# Notebook for interactive plots of a.a. mutations

## Snakemake input

In [None]:
min_expected_count = snakemake.params.min_expected_count
init_ref_clade = snakemake.params.init_ref_clade
clade_synonyms = snakemake.params.clade_synonyms
heatmap_minimal_domain = snakemake.params.heatmap_minimal_domain
orf1ab_to_nsps = snakemake.params.orf1ab_to_nsps
clade_cluster = snakemake.params.clade_cluster
cluster_founder = snakemake.params.cluster_founder
aamut_by_cluster_csv = snakemake.input.aamut_by_cluster
clade_founder_nts_csv = snakemake.input.clade_founder_nts
outdir = snakemake.output.outdir

## Import packages

In [None]:
import pandas as pd
import altair as alt
import Bio.Seq
import os
import yaml

Some setting

In [None]:
_ = alt.data_transformers.disable_max_rows()

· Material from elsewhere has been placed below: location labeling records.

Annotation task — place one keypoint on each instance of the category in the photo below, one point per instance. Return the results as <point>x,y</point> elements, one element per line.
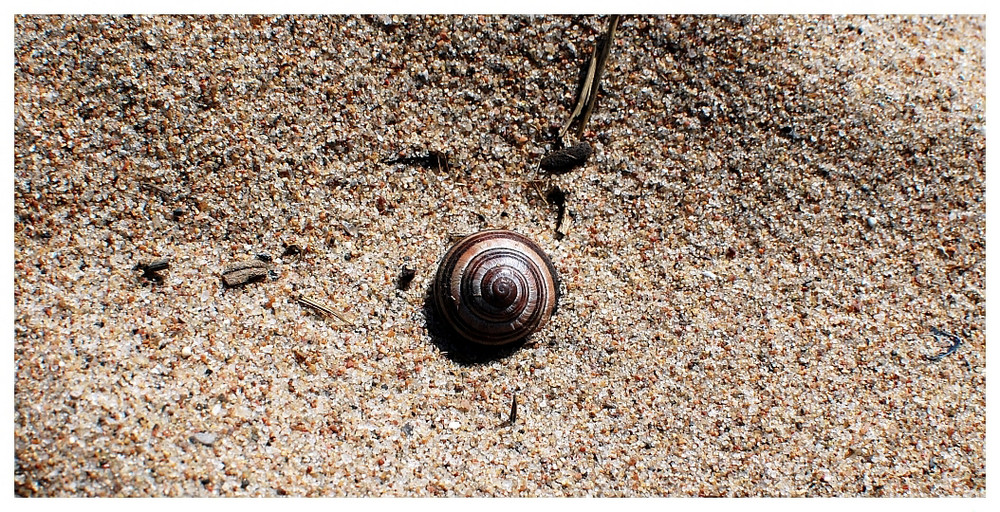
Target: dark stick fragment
<point>567,159</point>
<point>512,418</point>
<point>406,276</point>
<point>435,160</point>
<point>513,409</point>
<point>291,250</point>
<point>953,339</point>
<point>150,268</point>
<point>243,272</point>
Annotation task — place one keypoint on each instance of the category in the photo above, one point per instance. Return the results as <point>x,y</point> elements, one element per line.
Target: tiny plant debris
<point>567,159</point>
<point>150,268</point>
<point>243,272</point>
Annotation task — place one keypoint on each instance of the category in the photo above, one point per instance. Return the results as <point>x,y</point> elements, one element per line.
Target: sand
<point>779,237</point>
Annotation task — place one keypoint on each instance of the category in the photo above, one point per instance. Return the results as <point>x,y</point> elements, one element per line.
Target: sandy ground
<point>773,266</point>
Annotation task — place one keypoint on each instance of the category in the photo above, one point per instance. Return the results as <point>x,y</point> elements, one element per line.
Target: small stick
<point>322,308</point>
<point>509,422</point>
<point>592,80</point>
<point>601,61</point>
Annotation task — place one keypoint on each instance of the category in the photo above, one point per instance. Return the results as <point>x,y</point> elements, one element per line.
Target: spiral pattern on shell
<point>496,287</point>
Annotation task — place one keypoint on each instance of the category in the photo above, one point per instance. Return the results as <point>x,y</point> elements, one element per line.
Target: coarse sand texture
<point>769,238</point>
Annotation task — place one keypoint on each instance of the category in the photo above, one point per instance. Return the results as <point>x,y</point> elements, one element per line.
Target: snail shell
<point>495,287</point>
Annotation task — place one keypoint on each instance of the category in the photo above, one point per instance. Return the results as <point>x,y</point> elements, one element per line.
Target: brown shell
<point>496,287</point>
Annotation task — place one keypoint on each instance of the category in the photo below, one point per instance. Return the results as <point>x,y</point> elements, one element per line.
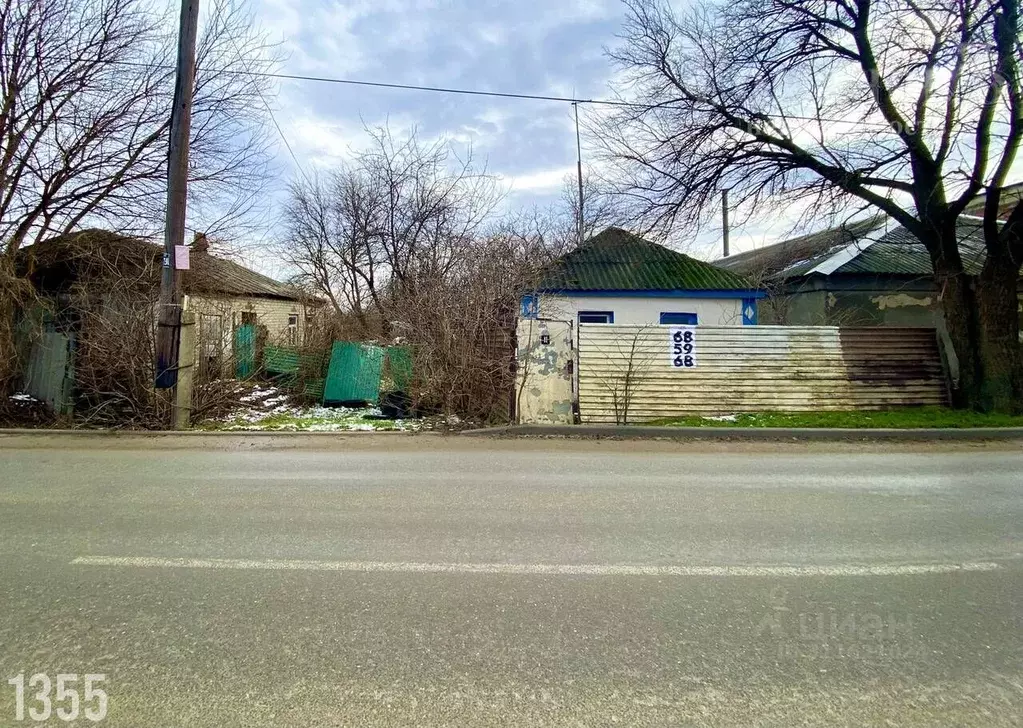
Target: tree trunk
<point>1001,353</point>
<point>959,304</point>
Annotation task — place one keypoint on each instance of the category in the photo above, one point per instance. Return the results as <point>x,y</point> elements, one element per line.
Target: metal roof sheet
<point>617,260</point>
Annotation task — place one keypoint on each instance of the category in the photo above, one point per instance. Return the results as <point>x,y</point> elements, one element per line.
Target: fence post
<point>186,369</point>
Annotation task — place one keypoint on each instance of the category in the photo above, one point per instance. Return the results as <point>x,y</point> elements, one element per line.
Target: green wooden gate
<point>354,373</point>
<point>245,351</point>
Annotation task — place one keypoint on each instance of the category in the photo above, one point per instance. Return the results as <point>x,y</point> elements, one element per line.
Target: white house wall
<point>638,311</point>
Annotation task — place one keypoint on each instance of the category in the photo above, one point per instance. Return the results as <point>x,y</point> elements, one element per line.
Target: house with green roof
<point>619,277</point>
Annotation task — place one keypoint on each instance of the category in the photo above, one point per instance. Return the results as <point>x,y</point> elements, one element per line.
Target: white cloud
<point>540,181</point>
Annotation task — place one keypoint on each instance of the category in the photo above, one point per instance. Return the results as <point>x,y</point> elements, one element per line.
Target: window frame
<point>693,319</point>
<point>608,315</point>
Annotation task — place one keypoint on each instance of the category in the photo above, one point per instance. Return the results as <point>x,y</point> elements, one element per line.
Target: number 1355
<point>92,698</point>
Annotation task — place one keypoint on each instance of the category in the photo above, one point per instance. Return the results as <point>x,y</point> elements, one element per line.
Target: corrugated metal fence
<point>639,372</point>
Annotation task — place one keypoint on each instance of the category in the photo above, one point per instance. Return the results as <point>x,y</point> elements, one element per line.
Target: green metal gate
<point>354,373</point>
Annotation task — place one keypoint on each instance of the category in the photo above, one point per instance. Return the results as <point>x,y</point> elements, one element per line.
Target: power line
<point>473,92</point>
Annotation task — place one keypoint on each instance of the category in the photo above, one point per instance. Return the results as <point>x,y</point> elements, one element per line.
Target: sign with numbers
<point>682,347</point>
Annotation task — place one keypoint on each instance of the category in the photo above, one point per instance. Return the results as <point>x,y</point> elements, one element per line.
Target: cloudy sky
<point>546,47</point>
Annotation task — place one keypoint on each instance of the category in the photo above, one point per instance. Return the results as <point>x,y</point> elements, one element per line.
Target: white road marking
<point>572,570</point>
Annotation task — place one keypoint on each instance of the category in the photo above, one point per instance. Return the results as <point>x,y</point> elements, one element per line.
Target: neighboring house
<point>100,270</point>
<point>868,273</point>
<point>618,277</point>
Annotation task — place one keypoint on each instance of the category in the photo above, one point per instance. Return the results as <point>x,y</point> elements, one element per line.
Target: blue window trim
<point>529,307</point>
<point>674,293</point>
<point>748,320</point>
<point>678,318</point>
<point>609,314</point>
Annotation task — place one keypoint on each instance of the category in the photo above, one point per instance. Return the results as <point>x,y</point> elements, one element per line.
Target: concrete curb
<point>748,434</point>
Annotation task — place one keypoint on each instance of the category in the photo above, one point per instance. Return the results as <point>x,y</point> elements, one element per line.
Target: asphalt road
<point>439,582</point>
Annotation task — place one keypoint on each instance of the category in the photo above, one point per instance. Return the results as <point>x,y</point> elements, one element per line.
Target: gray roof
<point>209,274</point>
<point>872,246</point>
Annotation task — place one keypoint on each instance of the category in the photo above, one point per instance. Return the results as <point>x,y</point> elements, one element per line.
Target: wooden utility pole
<point>177,190</point>
<point>724,221</point>
<point>580,223</point>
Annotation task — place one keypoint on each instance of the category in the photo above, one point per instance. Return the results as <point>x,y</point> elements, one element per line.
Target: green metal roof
<point>617,260</point>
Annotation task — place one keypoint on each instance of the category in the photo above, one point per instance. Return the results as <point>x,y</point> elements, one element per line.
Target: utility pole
<point>724,220</point>
<point>579,173</point>
<point>169,317</point>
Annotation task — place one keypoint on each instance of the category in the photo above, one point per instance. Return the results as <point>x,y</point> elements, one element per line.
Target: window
<point>596,317</point>
<point>678,318</point>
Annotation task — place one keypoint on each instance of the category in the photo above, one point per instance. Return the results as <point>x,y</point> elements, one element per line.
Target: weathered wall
<point>544,362</point>
<point>225,314</point>
<point>642,310</point>
<point>756,368</point>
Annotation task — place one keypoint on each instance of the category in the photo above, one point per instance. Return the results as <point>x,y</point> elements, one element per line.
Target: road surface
<point>439,582</point>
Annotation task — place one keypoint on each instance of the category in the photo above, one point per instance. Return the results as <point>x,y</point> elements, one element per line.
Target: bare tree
<point>400,213</point>
<point>899,106</point>
<point>87,95</point>
<point>84,118</point>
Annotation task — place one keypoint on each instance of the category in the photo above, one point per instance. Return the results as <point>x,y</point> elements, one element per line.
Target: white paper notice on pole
<point>682,347</point>
<point>181,260</point>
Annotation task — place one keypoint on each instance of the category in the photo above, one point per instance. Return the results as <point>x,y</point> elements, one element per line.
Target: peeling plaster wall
<point>638,311</point>
<point>544,392</point>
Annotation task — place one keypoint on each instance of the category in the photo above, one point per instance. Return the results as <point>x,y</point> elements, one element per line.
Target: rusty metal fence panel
<point>634,374</point>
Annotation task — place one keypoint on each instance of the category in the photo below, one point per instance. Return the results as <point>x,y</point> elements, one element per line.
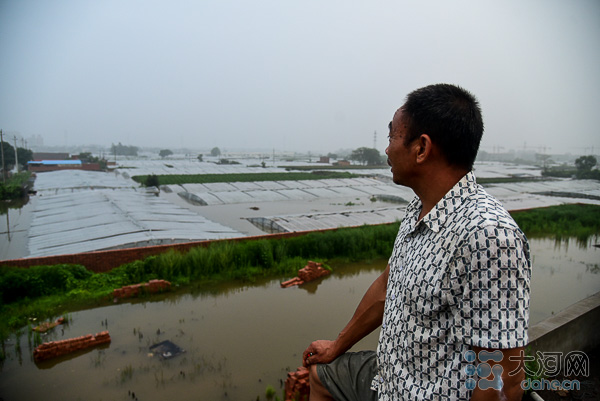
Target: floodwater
<point>238,339</point>
<point>15,219</point>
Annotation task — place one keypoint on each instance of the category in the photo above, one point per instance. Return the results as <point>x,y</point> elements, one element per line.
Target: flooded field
<point>238,339</point>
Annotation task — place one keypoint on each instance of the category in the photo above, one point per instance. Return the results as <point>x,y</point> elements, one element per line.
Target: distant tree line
<point>367,156</point>
<point>583,169</point>
<point>24,156</point>
<point>123,150</point>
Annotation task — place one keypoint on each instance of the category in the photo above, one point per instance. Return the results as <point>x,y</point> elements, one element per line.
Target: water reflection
<point>13,228</point>
<point>239,338</point>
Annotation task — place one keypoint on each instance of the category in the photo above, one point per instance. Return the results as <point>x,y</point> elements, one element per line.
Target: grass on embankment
<point>49,291</point>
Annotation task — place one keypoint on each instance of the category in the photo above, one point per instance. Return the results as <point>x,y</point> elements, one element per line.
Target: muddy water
<point>240,338</point>
<point>15,218</point>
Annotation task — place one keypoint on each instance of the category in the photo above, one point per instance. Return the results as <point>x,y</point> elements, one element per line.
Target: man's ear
<point>424,148</point>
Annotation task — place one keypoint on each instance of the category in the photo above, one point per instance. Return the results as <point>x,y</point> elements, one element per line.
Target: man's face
<point>397,152</point>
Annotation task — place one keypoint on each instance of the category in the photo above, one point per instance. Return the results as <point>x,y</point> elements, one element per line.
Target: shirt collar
<point>437,216</point>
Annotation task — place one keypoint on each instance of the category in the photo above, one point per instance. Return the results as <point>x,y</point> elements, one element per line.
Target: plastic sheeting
<point>270,191</point>
<point>72,216</point>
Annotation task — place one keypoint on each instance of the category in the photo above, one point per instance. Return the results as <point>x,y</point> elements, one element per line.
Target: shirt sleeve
<point>493,311</point>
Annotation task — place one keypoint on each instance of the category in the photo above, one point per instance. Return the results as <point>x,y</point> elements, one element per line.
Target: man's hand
<point>321,351</point>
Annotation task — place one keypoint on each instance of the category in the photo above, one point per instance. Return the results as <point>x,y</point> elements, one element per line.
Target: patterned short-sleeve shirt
<point>458,278</point>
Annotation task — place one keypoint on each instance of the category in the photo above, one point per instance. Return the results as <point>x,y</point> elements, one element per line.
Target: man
<point>457,284</point>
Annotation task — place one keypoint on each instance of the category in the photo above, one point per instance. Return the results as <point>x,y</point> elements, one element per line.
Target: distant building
<point>50,156</point>
<point>40,166</point>
<point>342,163</point>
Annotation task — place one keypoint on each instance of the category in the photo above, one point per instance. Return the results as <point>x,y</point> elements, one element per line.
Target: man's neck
<point>434,186</point>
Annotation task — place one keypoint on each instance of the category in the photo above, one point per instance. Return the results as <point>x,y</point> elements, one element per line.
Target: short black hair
<point>451,116</point>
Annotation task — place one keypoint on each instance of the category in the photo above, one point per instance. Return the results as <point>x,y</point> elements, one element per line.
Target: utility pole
<point>2,151</point>
<point>16,155</point>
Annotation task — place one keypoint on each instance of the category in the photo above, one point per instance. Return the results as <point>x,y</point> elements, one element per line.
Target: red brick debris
<point>297,386</point>
<point>134,290</point>
<point>63,347</point>
<point>44,327</point>
<point>310,272</point>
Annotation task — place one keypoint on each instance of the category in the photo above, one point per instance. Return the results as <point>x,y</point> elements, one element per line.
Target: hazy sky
<point>316,75</point>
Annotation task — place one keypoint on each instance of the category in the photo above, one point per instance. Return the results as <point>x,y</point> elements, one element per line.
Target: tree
<point>368,156</point>
<point>584,165</point>
<point>165,152</point>
<point>24,155</point>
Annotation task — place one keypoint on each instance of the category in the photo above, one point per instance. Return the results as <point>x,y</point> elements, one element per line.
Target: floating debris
<point>166,350</point>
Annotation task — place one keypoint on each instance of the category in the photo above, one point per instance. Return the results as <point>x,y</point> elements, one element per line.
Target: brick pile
<point>54,349</point>
<point>297,386</point>
<point>134,290</point>
<point>44,327</point>
<point>310,272</point>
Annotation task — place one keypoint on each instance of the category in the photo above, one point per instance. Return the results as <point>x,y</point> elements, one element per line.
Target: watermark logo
<point>484,371</point>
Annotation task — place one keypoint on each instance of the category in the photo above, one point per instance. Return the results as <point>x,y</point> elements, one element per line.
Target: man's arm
<point>511,384</point>
<point>367,317</point>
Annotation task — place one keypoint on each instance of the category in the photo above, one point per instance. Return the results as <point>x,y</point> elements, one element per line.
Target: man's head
<point>450,116</point>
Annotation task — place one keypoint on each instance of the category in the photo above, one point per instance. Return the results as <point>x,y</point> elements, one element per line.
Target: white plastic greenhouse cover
<point>74,220</point>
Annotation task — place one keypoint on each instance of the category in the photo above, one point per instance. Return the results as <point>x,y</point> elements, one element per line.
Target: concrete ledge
<point>575,328</point>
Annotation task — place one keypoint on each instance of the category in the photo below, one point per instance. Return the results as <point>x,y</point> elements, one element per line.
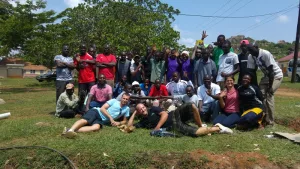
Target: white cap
<point>135,83</point>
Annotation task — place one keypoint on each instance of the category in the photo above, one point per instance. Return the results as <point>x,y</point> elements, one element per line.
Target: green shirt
<point>158,70</point>
<point>217,53</point>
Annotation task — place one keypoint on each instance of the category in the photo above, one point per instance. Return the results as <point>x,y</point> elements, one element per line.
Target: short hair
<point>221,36</point>
<point>190,87</point>
<point>227,42</point>
<point>230,76</point>
<point>126,94</point>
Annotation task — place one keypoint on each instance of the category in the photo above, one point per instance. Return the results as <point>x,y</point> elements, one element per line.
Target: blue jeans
<point>210,111</point>
<point>96,104</point>
<point>227,119</point>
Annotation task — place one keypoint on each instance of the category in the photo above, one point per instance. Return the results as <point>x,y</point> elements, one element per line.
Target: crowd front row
<point>235,106</point>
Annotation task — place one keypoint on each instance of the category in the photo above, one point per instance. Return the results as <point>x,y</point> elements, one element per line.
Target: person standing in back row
<point>271,80</point>
<point>106,63</point>
<point>218,51</point>
<point>85,65</point>
<point>228,64</point>
<point>64,69</point>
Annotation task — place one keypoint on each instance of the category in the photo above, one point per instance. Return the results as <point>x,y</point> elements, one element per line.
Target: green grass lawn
<point>31,102</point>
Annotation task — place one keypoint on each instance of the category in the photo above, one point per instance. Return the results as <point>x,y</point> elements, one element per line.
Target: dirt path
<point>287,92</point>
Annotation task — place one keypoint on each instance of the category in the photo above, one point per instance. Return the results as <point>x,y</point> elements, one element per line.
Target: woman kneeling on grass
<point>177,120</point>
<point>251,104</point>
<point>229,103</point>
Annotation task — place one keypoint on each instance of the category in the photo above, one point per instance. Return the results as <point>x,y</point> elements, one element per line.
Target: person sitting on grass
<point>95,118</point>
<point>229,103</point>
<point>120,86</point>
<point>152,118</point>
<point>146,86</point>
<point>67,103</point>
<point>208,95</point>
<point>100,92</point>
<point>251,104</point>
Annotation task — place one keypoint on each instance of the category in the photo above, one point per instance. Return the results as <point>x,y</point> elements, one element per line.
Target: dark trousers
<point>85,87</point>
<point>61,87</point>
<point>67,114</point>
<point>227,119</point>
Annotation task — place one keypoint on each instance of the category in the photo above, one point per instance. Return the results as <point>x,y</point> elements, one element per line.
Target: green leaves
<point>127,25</point>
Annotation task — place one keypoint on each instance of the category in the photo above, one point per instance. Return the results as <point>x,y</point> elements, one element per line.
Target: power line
<point>229,14</point>
<point>213,22</point>
<point>256,24</point>
<point>222,6</point>
<point>231,17</point>
<point>267,21</point>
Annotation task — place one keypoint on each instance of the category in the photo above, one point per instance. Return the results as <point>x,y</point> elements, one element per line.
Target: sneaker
<point>223,129</point>
<point>64,131</point>
<point>70,134</point>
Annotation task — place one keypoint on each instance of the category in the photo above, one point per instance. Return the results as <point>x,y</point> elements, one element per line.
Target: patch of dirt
<point>294,124</point>
<point>41,124</point>
<point>287,92</point>
<point>232,160</point>
<point>208,160</point>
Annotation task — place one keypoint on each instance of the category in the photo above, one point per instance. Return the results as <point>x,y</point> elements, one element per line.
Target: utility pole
<point>296,48</point>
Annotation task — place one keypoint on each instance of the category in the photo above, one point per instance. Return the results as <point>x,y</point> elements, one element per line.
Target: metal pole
<point>296,48</point>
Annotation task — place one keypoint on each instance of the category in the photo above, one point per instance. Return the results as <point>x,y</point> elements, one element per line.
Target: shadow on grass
<point>21,90</point>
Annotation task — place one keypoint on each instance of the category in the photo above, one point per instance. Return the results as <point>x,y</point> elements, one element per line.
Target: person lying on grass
<point>177,119</point>
<point>95,118</point>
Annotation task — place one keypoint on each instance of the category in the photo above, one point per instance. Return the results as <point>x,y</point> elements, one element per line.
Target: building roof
<point>5,61</point>
<point>288,57</point>
<point>35,67</point>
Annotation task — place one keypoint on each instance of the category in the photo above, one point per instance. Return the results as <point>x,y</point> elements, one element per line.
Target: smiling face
<point>207,82</point>
<point>175,77</point>
<point>82,49</point>
<point>189,91</point>
<point>246,80</point>
<point>65,50</point>
<point>125,99</point>
<point>141,110</point>
<point>229,82</point>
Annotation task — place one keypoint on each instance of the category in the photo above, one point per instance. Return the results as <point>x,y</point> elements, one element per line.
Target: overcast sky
<point>281,26</point>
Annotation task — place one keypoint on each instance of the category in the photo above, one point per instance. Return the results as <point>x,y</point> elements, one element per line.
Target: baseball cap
<point>246,42</point>
<point>135,83</point>
<point>69,86</point>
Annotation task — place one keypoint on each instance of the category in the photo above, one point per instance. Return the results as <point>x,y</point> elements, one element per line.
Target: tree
<point>125,25</point>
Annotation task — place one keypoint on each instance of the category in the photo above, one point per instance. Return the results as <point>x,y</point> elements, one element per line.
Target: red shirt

os.makedirs(outdir, exist_ok=True)

Define function that gives clade labels

In [46]:
def clade_label(clade):
    if clade in clade_synonyms:
        return f"{clade} ({clade_synonyms[clade]})"
    else:
        return clade


Mapping clades cluster name to their founder

In [1]:
def cluster_founder_map(cluster):
    if cluster in list(cluster_founder.keys()):
        return cluster_founder[cluster]
    else:
        print("Cluster not defined\n")

Dataframe with clades founder amino acids

In [None]:
clade_founder_nts = pd.read_csv(clade_founder_nts_csv)

In [None]:
# codon translation table
codon_table = {
    f"{nt1}{nt2}{nt3}": str(Bio.Seq.Seq(f"{nt1}{nt2}{nt3}").translate())
    for nt1 in "ACGT" for nt2 in "ACGT" for nt3 in "ACGT"
}

# get clade founder amino-acids
clade_founder_aas = (
    clade_founder_nts
    .query("gene != 'noncoding'")
    [["clade", "gene", "codon", "codon_site"]]
    .drop_duplicates()
    .assign(
        gene=lambda x: x["gene"].str.split(";"),
        codon=lambda x: x["codon"].str.split(";"),
        codon_site=lambda x: x["codon_site"].str.split(";"),
    )
    .explode(["gene", "codon", "codon_site"])
    .assign(
        aa=lambda x: x["codon"].map(codon_table),
        codon_site=lambda x: x["codon_site"].astype(int),
    )
    .rename(columns={"codon_site": "site", "aa": "amino acid"})
    .drop(columns="codon")
    .query("gene != 'ORF1a'")  # this is just subset of ORF1ab
)


In [65]:
# now convert ORF1ab numbers to nsp numbers
orf1ab_to_nsps_df = pd.concat(
    [
        pd.DataFrame(
            [(i, i - start + 1) for i in range(start, end + 1)],
            columns=["ORF1ab_site", "nsp_site"],
        ).assign(nsp=nsp).drop_duplicates()
        for nsp, (start, end) in orf1ab_to_nsps.items()
    ],
    ignore_index=True,
)

clade_founder_aas = pd.concat(
    [
        clade_founder_aas,
        (
            clade_founder_aas
            .query("gene == 'ORF1ab'")
            .merge(
                orf1ab_to_nsps_df,
                left_on="site",
                right_on="ORF1ab_site",
                validate="many_to_one",
            )
            .drop(columns=["gene", "ORF1ab_site", "site"])
            .rename(columns={"nsp_site": "site", "nsp": "gene"})
        ),
    ],
    ignore_index=False,
).drop_duplicates()

In [None]:
clade_founder_aas.head()

Unnamed: 0,clade,gene,site,amino acid
265,19A,ORF1ab,1,M
268,19A,ORF1ab,2,E
271,19A,ORF1ab,3,S
274,19A,ORF1ab,4,L
277,19A,ORF1ab,5,V
...,...,...,...,...
213055,23F,nsp16,298,N
213056,24A,nsp16,298,N
213057,24B,nsp16,298,N
213058,24C,nsp16,298,N


Read input data

In [None]:
aamut = pd.read_csv(aamut_by_cluster_csv)

In [None]:
clust_fnd = list(cluster_founder.values())

In [None]:
clust_founder_aas = clade_founder_aas.query("clade in @clust_fnd")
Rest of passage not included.